Marques de terrain : Il est quelque peu difficile de distinguer à distance le tarin des pins, les chardonnerets et les redpolls. Non seulement ces divers oiseaux se mêlent en groupes, mais leur taille, leur mode de vol, leurs appels et leurs habitudes générales sont tous assez similaires. Le tarin, cependant, se caractérise en toutes saisons par son plumage à rayures sombres (sur la base brun grisâtre au-dessus, plus ou moins blanchâtre ou chamois ci-dessous) deux barres alaires claires et, généralement, un jaune considérable sur les parties basales de son aile et plumes de vol de la queue. Il n'a pas de rouge sur la calotte ni de noir sur la gorge comme le font les sébastes. Les tarins en plumage juvénile ont le modèle adulte mais, pendant un certain temps après leur premier vol, ils se distinguent facilement de leurs aînés de près par le plumage usé de ces derniers, les jeunes étant beaucoup plus bufYier, leurs parties inférieures souvent teintées de jaune pâle, et leur aspect général plus léger. Notre tarin à tout âge est assez similaire en couleur et en motif à la femelle et au juvénal de Spirtus spinus, le tarin de l'Ancien Monde : une espèce dans laquelle le mâle adulte ressemble à un redpoll avec une couronne (qui est noire dans le tarin) et un menton noirâtre.

Voix : Divers énoncés sont fréquemment comparés à ceux du chardonneret, des redpolls et du canari.
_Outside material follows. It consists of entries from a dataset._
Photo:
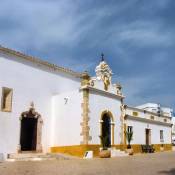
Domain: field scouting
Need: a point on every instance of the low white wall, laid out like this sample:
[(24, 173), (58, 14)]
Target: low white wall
[(139, 132)]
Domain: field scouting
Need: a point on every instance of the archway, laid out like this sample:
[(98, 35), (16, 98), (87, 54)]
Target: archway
[(107, 128), (30, 132), (28, 136)]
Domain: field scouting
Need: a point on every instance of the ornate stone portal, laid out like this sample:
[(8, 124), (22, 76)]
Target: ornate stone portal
[(31, 113)]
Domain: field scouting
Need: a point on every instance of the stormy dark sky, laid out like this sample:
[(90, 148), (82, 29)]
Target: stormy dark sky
[(136, 36)]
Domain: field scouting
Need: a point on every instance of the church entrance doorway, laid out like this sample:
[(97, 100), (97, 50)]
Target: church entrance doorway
[(31, 130), (148, 136), (28, 133), (106, 129)]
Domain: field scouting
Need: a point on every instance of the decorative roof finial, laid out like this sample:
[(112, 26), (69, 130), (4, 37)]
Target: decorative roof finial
[(102, 57)]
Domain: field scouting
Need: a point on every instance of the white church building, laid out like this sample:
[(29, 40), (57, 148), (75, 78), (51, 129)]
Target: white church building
[(47, 108)]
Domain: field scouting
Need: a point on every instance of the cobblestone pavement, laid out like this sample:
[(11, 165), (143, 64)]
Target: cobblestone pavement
[(143, 164)]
Les notes d'appel sont données en chœur, en particulier lorsque les oiseaux se posent ou se reposent. Les mots descriptifs couramment utilisés par les descripteurs de notes d'appel de tarin sont : faible, mince, lispy, bourdonnant, sifflant et barattage. En général, leurs cris sont plus rauques que ceux du chardonneret d'Amérique.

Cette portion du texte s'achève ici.